There have been times in our recent history when we have seen how a reconciliation process could work.

Then-Prime Minister Paul Keating, launching the International Year for the World’s Indigenous People at Redfern on 10 December 1992, recognised our national failing.

“Just a mile or two from this place where European settlers landed, in too many ways it tells us that their failure to bring much more than devastation and demoralisation to Aboriginal Australia continues to be our failure,” he said.

“More I think than most Australians recognise, the plight of Aboriginal Australia affects us all.”

Keating continued with a list of the failings endemic to colonisation, each prefaced by, “we did…”

Then follows the ways in which reparation can be enacted as a path to the “never again.”

Key among these was the Mabo decision on land rights, just six months previous.

A similar case could be made for the process of then Prime Minister Kevin Rudd’s Apology to Australia’s Indigenous People on 13 February 2008.

We reflect in particular on the mistreatment of those who were the stolen generations—this blemished chapter in our nation’s history,” he said.

“The time has come for the nation to turn a new page in Australia’s history by righting the wrongs of the past and so moving forward with confidence to the future.”

Repentance, Confession, Repatriation.

What will our national reconciliation project look like now as the dust settles after the failed referendum on an Indigenous Voice to Parliament? Difficult to know, but it is certain that we as a nation have some painful truths to face, apologies to make, and reparations to enact.
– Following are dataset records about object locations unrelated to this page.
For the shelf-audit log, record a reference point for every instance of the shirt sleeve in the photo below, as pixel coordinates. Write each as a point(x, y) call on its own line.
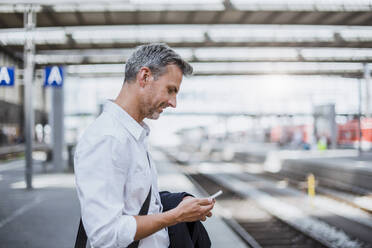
point(100, 184)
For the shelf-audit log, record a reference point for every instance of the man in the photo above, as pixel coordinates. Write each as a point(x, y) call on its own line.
point(114, 171)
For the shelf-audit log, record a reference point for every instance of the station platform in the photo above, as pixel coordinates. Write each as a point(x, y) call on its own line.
point(48, 215)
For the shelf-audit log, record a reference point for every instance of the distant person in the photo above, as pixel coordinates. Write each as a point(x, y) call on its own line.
point(115, 175)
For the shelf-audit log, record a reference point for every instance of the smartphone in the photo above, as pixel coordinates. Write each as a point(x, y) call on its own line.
point(217, 194)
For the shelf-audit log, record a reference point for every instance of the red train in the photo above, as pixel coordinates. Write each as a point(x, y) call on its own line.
point(348, 134)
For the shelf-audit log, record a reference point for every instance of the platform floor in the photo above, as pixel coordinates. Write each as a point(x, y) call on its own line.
point(48, 215)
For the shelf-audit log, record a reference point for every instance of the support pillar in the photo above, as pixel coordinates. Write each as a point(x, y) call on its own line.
point(57, 121)
point(29, 51)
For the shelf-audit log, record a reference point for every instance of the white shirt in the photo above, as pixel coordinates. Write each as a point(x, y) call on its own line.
point(113, 178)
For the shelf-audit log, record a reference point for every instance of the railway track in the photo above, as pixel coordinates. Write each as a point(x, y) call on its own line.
point(344, 226)
point(266, 230)
point(359, 198)
point(269, 230)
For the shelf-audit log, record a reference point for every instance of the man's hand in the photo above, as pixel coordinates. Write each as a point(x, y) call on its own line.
point(193, 209)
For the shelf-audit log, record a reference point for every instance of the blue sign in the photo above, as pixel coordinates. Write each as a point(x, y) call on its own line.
point(53, 76)
point(6, 76)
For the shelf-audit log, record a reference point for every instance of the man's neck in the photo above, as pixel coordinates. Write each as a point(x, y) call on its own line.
point(129, 103)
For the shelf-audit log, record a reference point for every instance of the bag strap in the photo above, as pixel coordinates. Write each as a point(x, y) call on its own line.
point(81, 238)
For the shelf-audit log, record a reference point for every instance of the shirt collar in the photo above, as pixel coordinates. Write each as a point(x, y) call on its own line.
point(139, 131)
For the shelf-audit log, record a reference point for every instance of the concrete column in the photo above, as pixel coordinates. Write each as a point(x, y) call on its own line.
point(57, 124)
point(367, 78)
point(29, 51)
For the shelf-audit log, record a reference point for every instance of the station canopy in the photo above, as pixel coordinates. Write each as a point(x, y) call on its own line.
point(228, 37)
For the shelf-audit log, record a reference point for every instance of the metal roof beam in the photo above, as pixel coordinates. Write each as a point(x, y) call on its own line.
point(48, 10)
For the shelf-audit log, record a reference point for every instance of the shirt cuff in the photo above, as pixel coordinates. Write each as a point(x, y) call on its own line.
point(127, 230)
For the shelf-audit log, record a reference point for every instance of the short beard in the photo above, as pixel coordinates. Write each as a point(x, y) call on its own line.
point(154, 116)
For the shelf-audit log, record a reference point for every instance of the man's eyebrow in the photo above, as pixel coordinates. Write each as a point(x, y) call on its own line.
point(174, 88)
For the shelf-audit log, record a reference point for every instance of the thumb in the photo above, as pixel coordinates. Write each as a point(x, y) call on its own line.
point(205, 201)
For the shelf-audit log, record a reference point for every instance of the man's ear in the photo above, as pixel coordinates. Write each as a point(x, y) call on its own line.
point(143, 76)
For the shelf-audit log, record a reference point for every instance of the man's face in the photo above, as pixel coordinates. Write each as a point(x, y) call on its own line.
point(162, 93)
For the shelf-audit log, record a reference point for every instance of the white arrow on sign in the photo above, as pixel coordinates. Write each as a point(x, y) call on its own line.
point(4, 75)
point(55, 75)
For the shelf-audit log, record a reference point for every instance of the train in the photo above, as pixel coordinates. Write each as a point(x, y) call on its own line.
point(347, 135)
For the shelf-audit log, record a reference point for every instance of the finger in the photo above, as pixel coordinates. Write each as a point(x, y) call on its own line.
point(206, 209)
point(205, 201)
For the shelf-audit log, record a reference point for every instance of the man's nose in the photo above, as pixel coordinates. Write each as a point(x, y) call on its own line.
point(173, 102)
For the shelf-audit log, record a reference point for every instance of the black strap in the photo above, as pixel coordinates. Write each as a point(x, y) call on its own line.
point(81, 238)
point(144, 210)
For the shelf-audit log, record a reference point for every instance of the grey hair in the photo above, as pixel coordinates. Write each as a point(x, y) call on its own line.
point(156, 57)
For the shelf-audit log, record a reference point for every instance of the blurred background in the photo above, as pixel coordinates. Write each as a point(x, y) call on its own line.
point(274, 81)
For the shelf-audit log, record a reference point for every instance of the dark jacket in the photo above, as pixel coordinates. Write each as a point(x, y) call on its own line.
point(185, 234)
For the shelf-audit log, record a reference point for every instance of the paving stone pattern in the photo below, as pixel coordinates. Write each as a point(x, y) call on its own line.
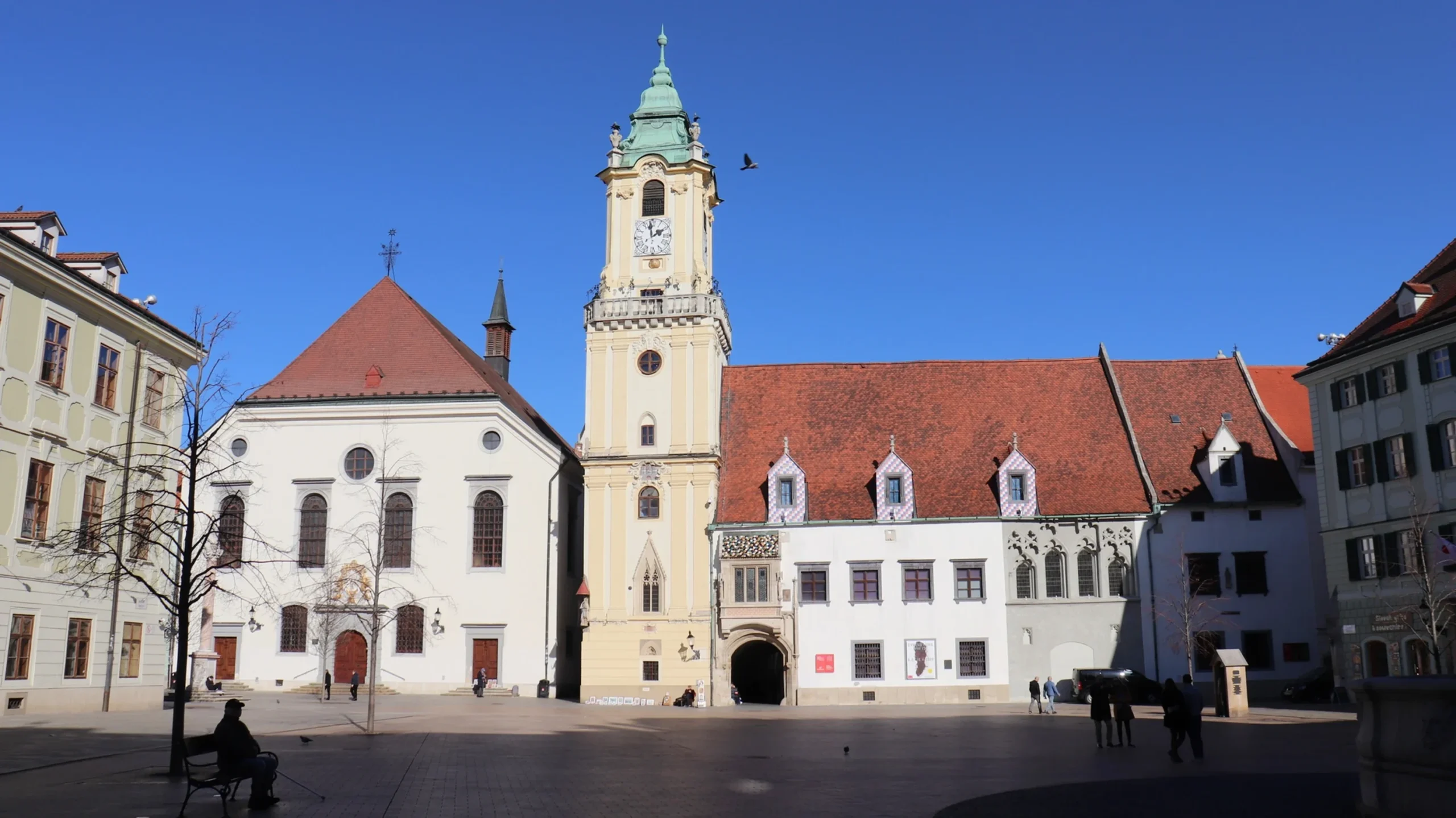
point(449, 756)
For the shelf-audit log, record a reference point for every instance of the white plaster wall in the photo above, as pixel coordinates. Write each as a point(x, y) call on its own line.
point(832, 628)
point(440, 445)
point(1292, 611)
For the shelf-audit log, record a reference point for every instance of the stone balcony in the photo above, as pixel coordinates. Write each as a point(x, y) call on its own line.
point(660, 310)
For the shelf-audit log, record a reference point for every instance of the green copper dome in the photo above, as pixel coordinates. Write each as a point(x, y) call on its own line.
point(659, 124)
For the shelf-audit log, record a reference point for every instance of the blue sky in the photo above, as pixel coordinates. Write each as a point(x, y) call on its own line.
point(938, 181)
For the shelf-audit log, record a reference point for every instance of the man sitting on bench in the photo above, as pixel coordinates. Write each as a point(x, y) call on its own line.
point(238, 754)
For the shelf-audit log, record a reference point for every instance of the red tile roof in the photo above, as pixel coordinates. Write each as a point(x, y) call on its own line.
point(1387, 323)
point(953, 424)
point(1199, 392)
point(389, 333)
point(1288, 404)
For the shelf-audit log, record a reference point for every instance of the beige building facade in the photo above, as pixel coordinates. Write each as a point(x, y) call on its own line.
point(657, 341)
point(82, 372)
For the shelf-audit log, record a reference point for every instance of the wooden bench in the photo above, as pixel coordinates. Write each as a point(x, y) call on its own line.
point(206, 775)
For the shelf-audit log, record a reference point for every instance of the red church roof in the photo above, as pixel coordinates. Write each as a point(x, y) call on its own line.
point(386, 346)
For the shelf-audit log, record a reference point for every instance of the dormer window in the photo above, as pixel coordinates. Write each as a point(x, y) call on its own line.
point(654, 198)
point(1228, 475)
point(1018, 488)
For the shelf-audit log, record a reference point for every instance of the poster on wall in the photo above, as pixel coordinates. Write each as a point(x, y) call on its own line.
point(919, 658)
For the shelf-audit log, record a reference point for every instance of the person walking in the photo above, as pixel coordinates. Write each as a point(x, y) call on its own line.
point(1101, 713)
point(1123, 713)
point(1193, 707)
point(1176, 718)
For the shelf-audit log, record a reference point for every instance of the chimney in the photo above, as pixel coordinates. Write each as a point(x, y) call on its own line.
point(498, 333)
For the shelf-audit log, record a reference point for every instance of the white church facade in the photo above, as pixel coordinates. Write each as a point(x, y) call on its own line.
point(392, 466)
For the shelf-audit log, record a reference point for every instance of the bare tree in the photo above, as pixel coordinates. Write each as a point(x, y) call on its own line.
point(1421, 564)
point(158, 533)
point(1192, 611)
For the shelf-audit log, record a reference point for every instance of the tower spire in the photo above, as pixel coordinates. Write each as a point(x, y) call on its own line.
point(498, 329)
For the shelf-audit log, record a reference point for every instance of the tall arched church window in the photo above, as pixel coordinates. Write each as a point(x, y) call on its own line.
point(410, 630)
point(399, 528)
point(293, 637)
point(654, 198)
point(1087, 574)
point(648, 507)
point(1054, 575)
point(230, 532)
point(313, 528)
point(1025, 581)
point(490, 530)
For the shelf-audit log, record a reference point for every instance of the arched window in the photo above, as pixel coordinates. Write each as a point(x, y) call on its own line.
point(1025, 580)
point(653, 588)
point(1120, 578)
point(230, 532)
point(410, 630)
point(654, 198)
point(648, 507)
point(1056, 565)
point(490, 530)
point(293, 637)
point(399, 526)
point(313, 528)
point(1087, 574)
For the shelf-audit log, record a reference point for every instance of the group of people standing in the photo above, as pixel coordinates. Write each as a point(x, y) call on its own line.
point(1113, 702)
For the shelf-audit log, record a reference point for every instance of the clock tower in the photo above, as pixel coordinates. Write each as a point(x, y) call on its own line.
point(657, 339)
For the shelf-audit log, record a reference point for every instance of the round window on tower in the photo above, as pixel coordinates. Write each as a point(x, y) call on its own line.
point(359, 463)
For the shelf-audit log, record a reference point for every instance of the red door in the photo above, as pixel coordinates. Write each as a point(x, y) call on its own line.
point(485, 655)
point(350, 654)
point(226, 650)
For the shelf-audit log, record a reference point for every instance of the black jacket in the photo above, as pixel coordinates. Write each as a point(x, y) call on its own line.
point(235, 743)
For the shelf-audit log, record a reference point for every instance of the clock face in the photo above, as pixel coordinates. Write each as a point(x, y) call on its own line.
point(653, 238)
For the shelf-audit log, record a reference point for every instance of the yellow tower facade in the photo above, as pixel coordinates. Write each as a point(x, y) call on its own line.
point(657, 339)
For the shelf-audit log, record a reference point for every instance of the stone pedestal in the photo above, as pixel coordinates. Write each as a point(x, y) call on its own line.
point(204, 664)
point(1407, 746)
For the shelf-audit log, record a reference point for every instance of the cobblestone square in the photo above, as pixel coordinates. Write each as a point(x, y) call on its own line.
point(462, 756)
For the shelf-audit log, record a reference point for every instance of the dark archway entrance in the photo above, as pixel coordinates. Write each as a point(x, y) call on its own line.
point(758, 670)
point(350, 654)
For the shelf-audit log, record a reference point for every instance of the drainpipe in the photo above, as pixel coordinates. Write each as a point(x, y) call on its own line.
point(551, 485)
point(121, 533)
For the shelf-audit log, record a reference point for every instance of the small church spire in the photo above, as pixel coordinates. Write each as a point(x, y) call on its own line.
point(498, 329)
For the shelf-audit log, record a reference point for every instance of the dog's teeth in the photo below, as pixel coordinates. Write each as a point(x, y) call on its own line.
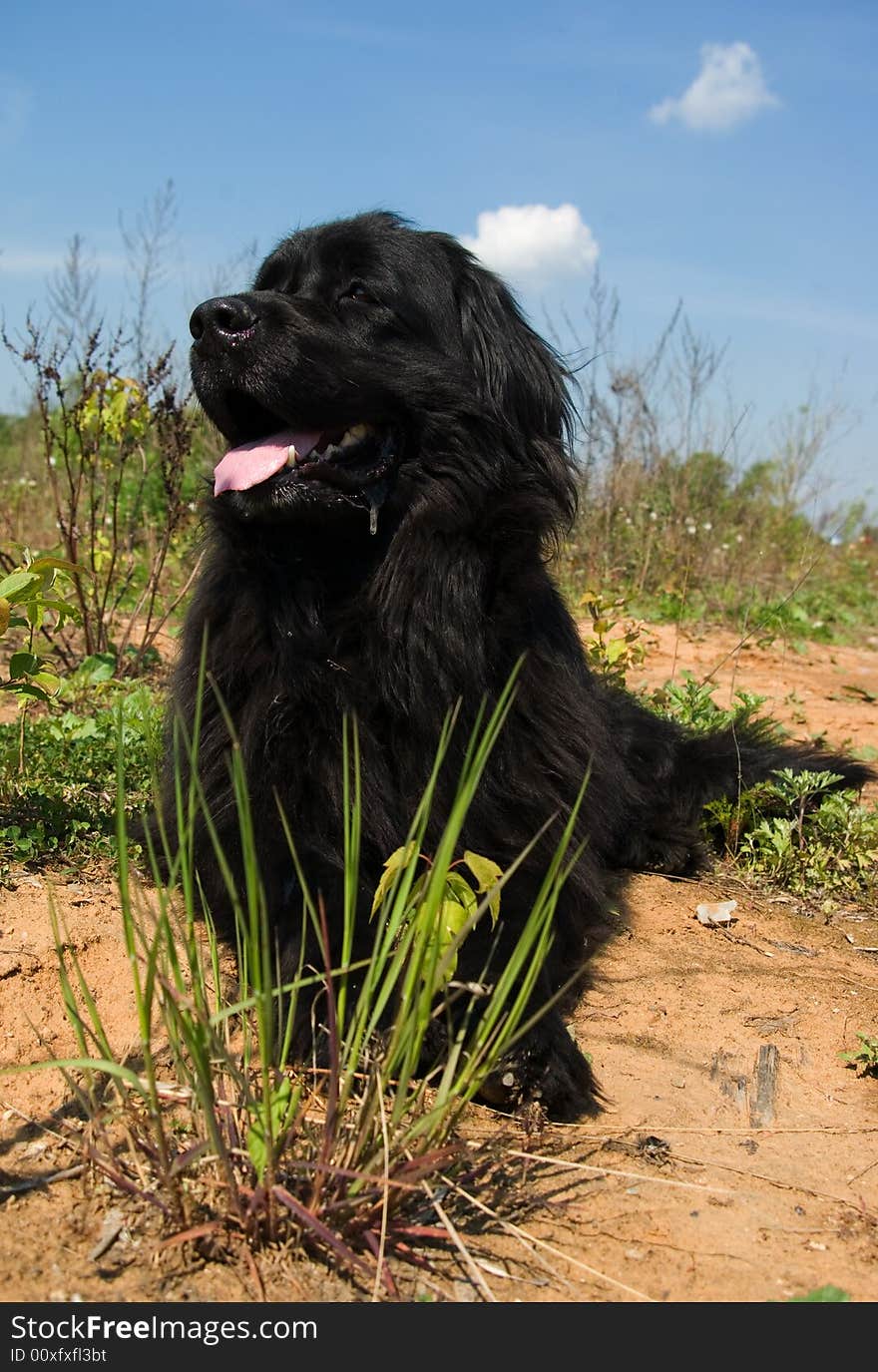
point(355, 434)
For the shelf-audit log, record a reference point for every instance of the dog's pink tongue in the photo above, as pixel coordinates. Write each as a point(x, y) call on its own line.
point(252, 463)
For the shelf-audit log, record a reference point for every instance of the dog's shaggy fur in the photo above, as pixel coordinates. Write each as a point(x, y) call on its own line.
point(405, 573)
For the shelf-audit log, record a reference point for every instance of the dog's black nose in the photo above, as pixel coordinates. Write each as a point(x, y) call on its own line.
point(226, 314)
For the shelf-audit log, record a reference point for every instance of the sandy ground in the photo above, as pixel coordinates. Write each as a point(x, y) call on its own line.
point(737, 1158)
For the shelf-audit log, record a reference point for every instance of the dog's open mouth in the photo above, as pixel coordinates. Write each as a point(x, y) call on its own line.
point(348, 458)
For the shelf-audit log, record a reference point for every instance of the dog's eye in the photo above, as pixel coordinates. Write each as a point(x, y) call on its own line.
point(358, 293)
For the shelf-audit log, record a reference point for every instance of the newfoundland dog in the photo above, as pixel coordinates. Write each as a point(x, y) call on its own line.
point(399, 464)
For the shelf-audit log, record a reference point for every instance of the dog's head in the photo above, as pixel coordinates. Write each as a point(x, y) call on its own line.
point(372, 358)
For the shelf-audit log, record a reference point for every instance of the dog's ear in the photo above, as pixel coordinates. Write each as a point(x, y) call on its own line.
point(515, 369)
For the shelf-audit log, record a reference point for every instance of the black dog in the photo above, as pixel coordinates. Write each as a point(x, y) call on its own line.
point(401, 464)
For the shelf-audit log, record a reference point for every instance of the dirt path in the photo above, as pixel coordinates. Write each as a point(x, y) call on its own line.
point(737, 1158)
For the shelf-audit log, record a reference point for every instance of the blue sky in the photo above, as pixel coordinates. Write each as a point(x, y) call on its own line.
point(716, 153)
Like David Marr we must face the uncomfortable fact that we are the beneficiaries of our forebears’ violent injustices, and it is incumbent on all Australians to ameliorate the plight of disadvantage to our modern-day Indigenous brothers and sisters.

Will we be honest enough to name our moral failings? Will we look to a future where racism and disadvantage disappear from our national story?

Will we be prepared to pay the price of a different future?

Are we, in short, prepared as a nation to be integrated enough to engage in a process of makarrata and come together after acknowledged conflict?